Candlelight vigil draws dozens to seek ways to raise awareness

LIHUE — Jasmine Duque wasn’t always homeless.

“Five years ago, I had a home on the Big Island and I was a teacher,” she said Monday. “But when my husband and I broke up, I became homeless. I slowly started to put my life together, I started going to college. But then, in 2011, my world fell apart again when I heard my older brother passed away.”

So Duque moved back to Kauai to be with family. But soon, the stress was too much.

“I slowly began to lose my grasp on reality and I got into really bad relationships,” she said. “I moved from place to place on the Eastside, from living in cars and tents.”

Now, Duque is living at a shelter at Women In Need, a nonprofit organization that helps women and families in need.

“I have the respect and trust of my family back,” she said.

Duque was one of about 45 people who attended a candlelight vigil at Lihue United Church. Almost every pew at the church was filled. The vigil was hosted by the Kauai Community Alliance in an effort to raise awareness to the plight of the homeless.

Irana Martin, who lives in transitional housing, was homeless for 19 years. But with the help of Women In Need, Martin was able to get sober and find housing.

“I thank God, and I give my whole life to God,” she said. “Because of him, I was able to better myself.”

The mother of six, who also has 15 grandchildren, said she loves her new life.

“Before, I used to be so angry,” she said.

Vivien Davenport said she attended the vigil after hearing about it from a friend.

“I’m from the Westside, and homelessness is an epidemic, especially in the Hanapepe area,” she said. “They get run out from the beaches.”

Davenport believes part of the reason why people are homeless is because they don’t check off every box that’s required of them to get HUD or other forms of help.

“They have situations that make them fall through the system,” she said. “Some are felons and others don’t have the right paperwork, and these are stumbling blocks.”

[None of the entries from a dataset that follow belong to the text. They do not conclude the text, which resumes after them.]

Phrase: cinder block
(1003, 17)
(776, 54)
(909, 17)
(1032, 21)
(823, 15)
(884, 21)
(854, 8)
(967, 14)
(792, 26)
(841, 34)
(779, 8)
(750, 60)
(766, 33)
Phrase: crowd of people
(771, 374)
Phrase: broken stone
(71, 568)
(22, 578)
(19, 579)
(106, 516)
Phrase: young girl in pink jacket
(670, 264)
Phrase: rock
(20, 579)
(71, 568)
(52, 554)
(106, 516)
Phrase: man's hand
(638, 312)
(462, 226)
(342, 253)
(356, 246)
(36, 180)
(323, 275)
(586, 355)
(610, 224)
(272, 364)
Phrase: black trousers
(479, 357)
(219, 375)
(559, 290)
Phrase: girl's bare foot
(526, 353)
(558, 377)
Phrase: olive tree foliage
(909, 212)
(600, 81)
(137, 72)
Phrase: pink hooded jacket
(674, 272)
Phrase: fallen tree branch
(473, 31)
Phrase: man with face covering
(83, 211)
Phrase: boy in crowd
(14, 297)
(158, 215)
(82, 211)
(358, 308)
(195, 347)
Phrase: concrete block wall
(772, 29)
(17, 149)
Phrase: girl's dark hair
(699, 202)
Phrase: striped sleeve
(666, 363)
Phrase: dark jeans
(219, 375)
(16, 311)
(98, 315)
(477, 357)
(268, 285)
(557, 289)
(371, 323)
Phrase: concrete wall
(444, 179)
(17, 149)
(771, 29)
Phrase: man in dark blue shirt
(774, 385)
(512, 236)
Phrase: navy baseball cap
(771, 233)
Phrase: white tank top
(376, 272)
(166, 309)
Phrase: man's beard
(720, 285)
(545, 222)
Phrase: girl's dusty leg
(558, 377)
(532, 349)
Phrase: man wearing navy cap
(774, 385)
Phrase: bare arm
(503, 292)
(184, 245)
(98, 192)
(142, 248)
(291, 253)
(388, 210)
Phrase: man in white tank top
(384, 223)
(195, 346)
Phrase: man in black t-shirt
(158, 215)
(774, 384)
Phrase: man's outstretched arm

Oftentimes, they don’t know or understand the HUD process, which leaves them discouraged, she said.

Rhan Honjo believes the term affordable housing is subjective.

“Who sets the guidelines as to what’s affordable?” he said. “There are some people who won’t be able to make $300,000 in 50 years.”

One solution, he said, is moving to alternative dwelling units that don’t have a high cost of living, like yurts.

“There are a lot of people who are houseless and struggling. ADU’s work, it’s a matter of managing them.”

Now is the time to act, said Councilwoman JoAnn Yukimura.

“We have to work together as a community to address homelessness. It’s easy to keep talking and talking about it, but we need to to make some changes,” she said. “We need to work harder to provide sufficient housing for all of our people.”